I say that as if I have been looking forward to it instead of dreading it with all terror, the knee replacement has been approved and will happen, Lord willing, on November 4th. I saw the number come up on my phone, and I'm the need a pen and paper when I take/make a phone call type, so I scrambled through my messy purse, in the car after my swim class, for a pen and a receipt to write on. Jolene from the surgeon's office, it's happening! Shall we set a date, she asked? Everything in me was screaming NO, LET'S NOT.
But I did, because it needs to happen, and I do not like it but am working on my attitude, all over again. I had myself all psyched out in June, ready to go, now I have to battle the demons again, the anxieties and the doubts.
The stinky rotten thing is: I have to do all those pre-op appointments again. I like dr. visits about as much as I like sticking my head in the toilet, although I've never actually done that, unless you count the countless times I threw up during pregnancies.
I told myself this fine morning: I am a lucky, blessed girl to be able to get this done. It will improve life in the long run (if it doesn't kill me). So one step forward, two steps back, in the thought process to get myself mentally ready again, ha.
It's not dying I'm afraid of. It's hobbling to the bathroom, because my "good" knee is not much better than the bad one, in fact if the surgeon did the wrong one accidentally, it would be a-okay.
It's the getting into the house, up the steps, going to physical therapy and heaving my arse up onto that table, while retaining a shred of modesty. I do have a big tummy, and don't know what I'll possibly wear to PT.
It's the thought of the stretching and pushing and sweating and moving that knee, afterward.
It's the missing out on all the things everyone else will still be doing, while I hobble around.
But, I am going to change my attitude, thought by thought. I plan to go to Costco and get some good healthy snacks, have you tried a Built bar? They are so good. I have been chipping away at things around here getting more organized, yesterday it was the laundry room. I put away all of my tank tops and sundresses, and washed and hung up long sleeved shirts. I found a pair of jeans with the tags still on that I got from Old Navy last year, they fit very well. I cleaned out my dresser and threw away/donated so many things I have held onto but seldom or never wear. I cleaned off the top of my dresser, so it looks pretty and fancy again. There is more to do, and I'm enjoying it, I do think it's therapeutic.
The more often you go through your things, the more you realize you need less, and the more radical you get about ditching things. I saved this last time, and haven't worn it, so goodbye! The smaller sized jeans that I fit into for a short period of time, yes I love them, but goodbye. I will buy more if I get that small again.
Yesterday I went to see Cheryl after my swim class. I stopped and got us iced Americanos, then went to Dunkin and redeemed 1600 points for four 10 packs of donut holes for the nurses there, where Cheryl is. Her roommate is having a rough time, and was going to try to nap, so we went upstairs to a nice room with a big skylight, and were able to talk and catch up. She got tired, so we went back to her room so she could get a nap, which I hope happened.
I stopped at BJ's on the way home for DampRid for the camper, and some fabric softener sheets, hopefully deter the mice and keep it dry in there for the winter. I also got another big bag of chocolate chips because they were two dollars off, and a package of pepperoni, also $2 off. I bought myself a nice blue shirt, which I need like a hole in the head, but I liked it and it was $8. (When I went through my clothes later, I saw that I REALLY didn't need it, but...I like it.)
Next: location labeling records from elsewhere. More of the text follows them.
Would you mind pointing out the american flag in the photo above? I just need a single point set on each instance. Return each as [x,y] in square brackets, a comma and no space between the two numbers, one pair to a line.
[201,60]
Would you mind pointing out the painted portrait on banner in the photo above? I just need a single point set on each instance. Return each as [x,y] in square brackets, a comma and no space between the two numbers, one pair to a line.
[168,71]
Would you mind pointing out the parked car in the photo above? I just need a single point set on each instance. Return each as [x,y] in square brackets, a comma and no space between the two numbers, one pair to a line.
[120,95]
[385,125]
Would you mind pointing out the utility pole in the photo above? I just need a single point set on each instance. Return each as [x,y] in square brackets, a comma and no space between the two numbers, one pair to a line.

When I got home, I jumped right into doing things. I didn't eat dinner until 7:30, which was two eggs and a cinnamon raisin Ezekial English muffin, then some Thanksgiving stuffing flavored popcorn, which I got from Target, and which is very good. That's all I ate yesterday, oops.
This fine morning, I have washed some dishes, did a load of laundry, let one kitty in and the other one out, fed them, and not much else.
It's a super cloudy morning, so absolutely cozy and comfortable. It's dark in here, and I like it:). You all have a good day, and thank you for kind words and prayers for Cheryl, it's good to see her doing better. She will never run a marathon, but she's getting stronger, and going home is such a good option. She has a good attitude and is still so pleasant and funny, but she's tired, and not getting much sleep there, with a room mate who keeps the tv on all day, ect.
So thank you, and have a really good day!